Stimulate beta-2 receptors
Block muscarinic receptors in airways
Reduce histamine release
Inhibit acetylcholinesterase
Explanation:
They reduce bronchoconstriction by blocking M3 receptors.

18. Benztropine is useful in Parkinson disease because it:

Reduces acetylcholine activity in CNS
Increases dopamine release
Blocks NMDA receptors
Stimulates muscarinic receptors
Explanation:
Central antimuscarinics restore dopamine–acetylcholine balance in Parkinson disease.

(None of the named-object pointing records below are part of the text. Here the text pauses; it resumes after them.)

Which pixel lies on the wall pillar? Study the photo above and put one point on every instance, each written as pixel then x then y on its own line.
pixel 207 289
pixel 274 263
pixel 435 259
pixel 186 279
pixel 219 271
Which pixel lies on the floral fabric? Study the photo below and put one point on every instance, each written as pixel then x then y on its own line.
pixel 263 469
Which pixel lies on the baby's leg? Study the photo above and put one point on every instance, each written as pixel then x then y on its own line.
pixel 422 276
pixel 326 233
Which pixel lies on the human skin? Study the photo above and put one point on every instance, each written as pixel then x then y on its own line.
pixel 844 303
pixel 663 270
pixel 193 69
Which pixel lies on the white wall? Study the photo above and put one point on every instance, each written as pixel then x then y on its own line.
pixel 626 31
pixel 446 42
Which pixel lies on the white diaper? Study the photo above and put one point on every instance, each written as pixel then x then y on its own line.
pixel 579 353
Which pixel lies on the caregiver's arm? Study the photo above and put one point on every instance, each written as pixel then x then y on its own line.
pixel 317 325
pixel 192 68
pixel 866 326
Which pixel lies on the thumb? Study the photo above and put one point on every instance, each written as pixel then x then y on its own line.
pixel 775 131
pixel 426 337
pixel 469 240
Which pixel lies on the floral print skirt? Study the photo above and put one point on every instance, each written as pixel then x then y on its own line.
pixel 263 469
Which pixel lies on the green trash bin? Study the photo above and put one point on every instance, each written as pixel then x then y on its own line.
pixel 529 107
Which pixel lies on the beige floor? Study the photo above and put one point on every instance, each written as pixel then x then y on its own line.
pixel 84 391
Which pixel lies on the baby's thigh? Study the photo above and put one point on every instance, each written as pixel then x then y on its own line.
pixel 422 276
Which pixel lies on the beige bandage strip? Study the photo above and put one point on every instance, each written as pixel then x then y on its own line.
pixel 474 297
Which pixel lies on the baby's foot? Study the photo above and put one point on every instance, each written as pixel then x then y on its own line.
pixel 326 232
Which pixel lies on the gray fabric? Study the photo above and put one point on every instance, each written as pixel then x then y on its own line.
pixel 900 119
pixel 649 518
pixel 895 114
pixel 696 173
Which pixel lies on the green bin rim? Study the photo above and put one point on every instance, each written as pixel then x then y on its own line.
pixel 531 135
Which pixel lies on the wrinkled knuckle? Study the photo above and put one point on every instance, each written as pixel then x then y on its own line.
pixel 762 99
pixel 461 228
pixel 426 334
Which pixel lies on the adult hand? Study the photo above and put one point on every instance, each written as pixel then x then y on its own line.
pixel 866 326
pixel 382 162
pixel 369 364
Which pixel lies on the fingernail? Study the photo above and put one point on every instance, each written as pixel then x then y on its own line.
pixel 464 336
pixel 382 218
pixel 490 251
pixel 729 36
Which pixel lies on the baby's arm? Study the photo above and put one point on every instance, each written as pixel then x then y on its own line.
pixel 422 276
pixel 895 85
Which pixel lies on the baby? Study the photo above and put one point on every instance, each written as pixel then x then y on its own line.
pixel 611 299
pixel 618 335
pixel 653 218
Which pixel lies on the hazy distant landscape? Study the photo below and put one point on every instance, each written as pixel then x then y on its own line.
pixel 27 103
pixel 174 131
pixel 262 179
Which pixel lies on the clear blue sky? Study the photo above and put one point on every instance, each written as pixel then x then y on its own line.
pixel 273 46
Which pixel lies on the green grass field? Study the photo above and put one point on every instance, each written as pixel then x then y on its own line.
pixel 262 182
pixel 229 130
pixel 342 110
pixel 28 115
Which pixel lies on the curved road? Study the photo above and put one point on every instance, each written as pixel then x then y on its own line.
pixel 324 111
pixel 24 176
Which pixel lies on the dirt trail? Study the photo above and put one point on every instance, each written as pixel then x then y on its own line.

19. Glycopyrrolate differs from atropine because it:

Is lipid soluble
Causes CNS toxicity
Is used for glaucoma
Cannot cross the BBB
Explanation:
Glycopyrrolate is a quaternary amine with no central effects.

20. Muscarinic agonists may cause reflex tachycardia because they:

Stimulate beta-1 receptors
Block M2 receptors
Cause hypotension triggering baroreflex
Increase catecholamine release
Explanation:
Vasodilation → hypotension → compensatory reflex tachycardia.